Posted by: nate | November 04, 2010 at 07:43 PM
@Nate... I think the point Chuck is making is that where the true test comes is in sales, services and support execution and, even when all of the components are well engineered, a failure in those areas can break a solution.
History if rife with examples like 3Par and there are a ton today. They are all historical footnotes, for the most part, because, as Chuck points out, they were CEO level strategy with funding and conceptual agreement, but little or no follow through, and metrics alignment, at execution.
AFAIK, VCE is the first time a solution stack has been "legitimized" by the participants at this level of depth in this particular space.
Interesting entry... In the interest of transparency (which I think is a rule on this blog :) ), I recently joined Acadia from "a very large competitor of VMWare", but part of what drove my decision is precisely what Chuck is describing here - the unprecedented amount of skin that Cisco, EMC and VMW are putting into this game.

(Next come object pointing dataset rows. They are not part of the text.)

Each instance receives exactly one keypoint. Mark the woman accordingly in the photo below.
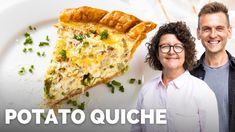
(190, 104)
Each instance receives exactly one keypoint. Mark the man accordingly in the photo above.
(216, 66)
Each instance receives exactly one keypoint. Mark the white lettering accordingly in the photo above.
(98, 120)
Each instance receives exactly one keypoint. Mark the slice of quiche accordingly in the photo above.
(93, 47)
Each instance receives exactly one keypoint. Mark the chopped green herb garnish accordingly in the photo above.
(104, 35)
(51, 96)
(109, 85)
(79, 51)
(121, 88)
(43, 44)
(81, 106)
(21, 71)
(74, 103)
(69, 101)
(47, 38)
(63, 54)
(30, 50)
(24, 50)
(116, 83)
(79, 38)
(43, 54)
(26, 34)
(85, 44)
(132, 80)
(87, 94)
(28, 40)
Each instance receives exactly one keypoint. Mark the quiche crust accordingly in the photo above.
(65, 76)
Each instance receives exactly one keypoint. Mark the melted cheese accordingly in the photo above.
(88, 61)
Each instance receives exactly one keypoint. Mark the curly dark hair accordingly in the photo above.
(183, 34)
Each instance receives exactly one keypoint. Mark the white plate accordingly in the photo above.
(26, 91)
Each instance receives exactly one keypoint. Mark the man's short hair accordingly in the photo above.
(213, 7)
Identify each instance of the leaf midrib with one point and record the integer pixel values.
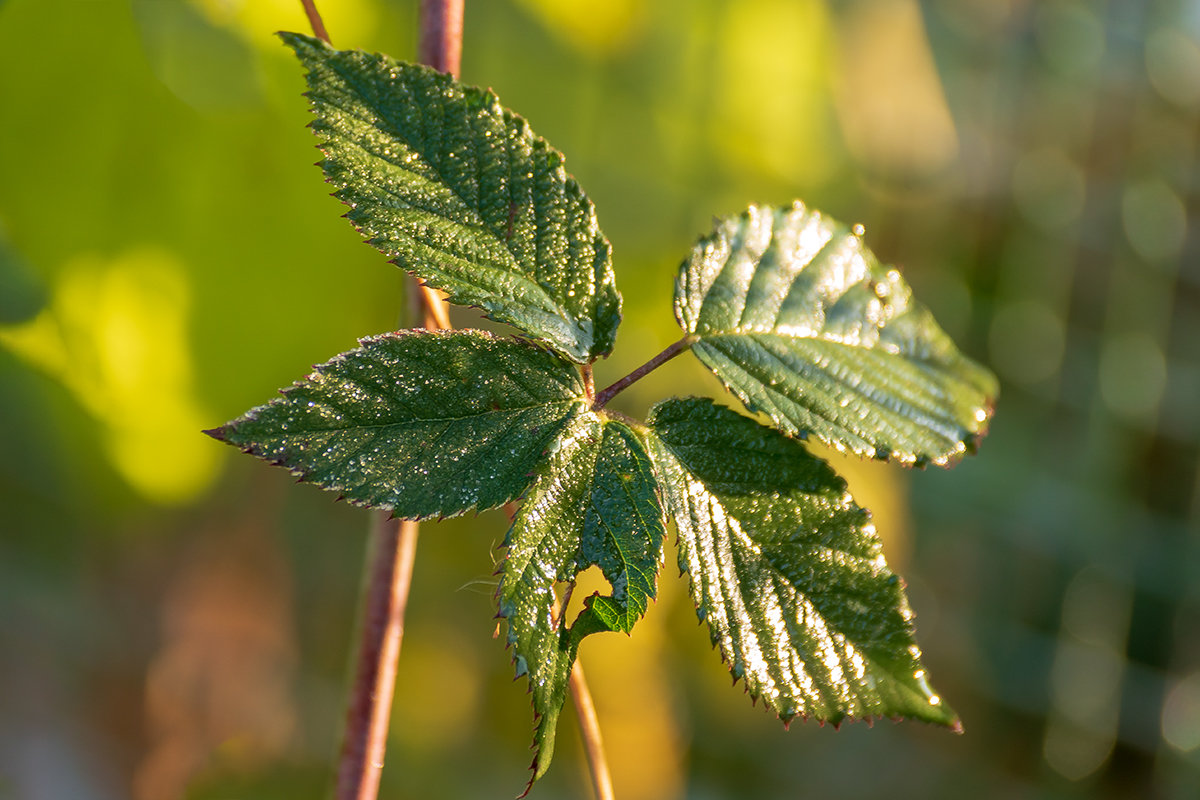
(477, 221)
(438, 419)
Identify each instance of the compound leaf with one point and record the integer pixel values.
(593, 504)
(801, 322)
(419, 422)
(457, 190)
(786, 570)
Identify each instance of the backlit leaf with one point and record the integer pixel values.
(786, 570)
(593, 504)
(421, 423)
(457, 190)
(802, 323)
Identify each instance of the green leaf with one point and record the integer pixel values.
(802, 323)
(594, 504)
(459, 191)
(787, 571)
(418, 422)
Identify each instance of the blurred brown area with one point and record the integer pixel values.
(175, 619)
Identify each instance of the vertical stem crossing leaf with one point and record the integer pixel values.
(786, 570)
(593, 504)
(426, 425)
(801, 322)
(457, 190)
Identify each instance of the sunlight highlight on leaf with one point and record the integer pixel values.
(797, 317)
(787, 570)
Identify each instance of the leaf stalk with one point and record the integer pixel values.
(641, 372)
(589, 728)
(315, 20)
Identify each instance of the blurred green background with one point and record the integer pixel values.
(177, 618)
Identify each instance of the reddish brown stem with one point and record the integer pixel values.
(589, 728)
(441, 43)
(641, 372)
(315, 20)
(393, 545)
(393, 549)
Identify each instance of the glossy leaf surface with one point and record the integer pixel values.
(786, 570)
(802, 323)
(593, 504)
(459, 191)
(421, 423)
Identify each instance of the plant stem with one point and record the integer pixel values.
(641, 372)
(441, 43)
(315, 20)
(391, 546)
(389, 572)
(589, 727)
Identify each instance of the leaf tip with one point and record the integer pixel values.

Posted by: www.facebook.com/profile.php?id=1545193865 | November 05, 2010 at 12:49 PM
I would suggest that the integrated stack approach does make sense. Right now, I would say it's more projection than fact that VBlock is "enormously popular" or that the customers are "legion." With 62 customers "beginning Vblock implementations or have Vblock actually in production" and a 56% growth rate (translation: ~40 ordered over the past year with some in a POC and some in production) it's proof of a young and growing idea. Whether or not EMC can barely keep up with production for this demand, I can't say. But, hype can damage adoption - make this idea a target - so, a dose of humility might help us all until we can see how the market votes. We should check back in a year with a better historical perspective.
As far as the rest of your checklist, a NetApp Flexpod hits the mark. If not a Flexpod, you have Cisco validated blueprints that have been implemented (ie. in production) so both consumption models prove to be effective. NetApp has the resources (e.g. sales force, channel strength and PS). Now it comes down to execution. We'll see. I'll keep my powder dry on whether these are "flying off the shelves" though.
Posted by: Mike Riley | November 15, 2010 at 11:56 AM
Hi Mike (of NetApp?)
Go through the checklist I published. Based on the published information from NetApp, few -- if any -- of the boxes can be checked.
Like I've said before -- reference architectures are a dime a dozen these days. A Vblock is a product you can buy and deploy.
It's not a blueprint of a car -- it's a car.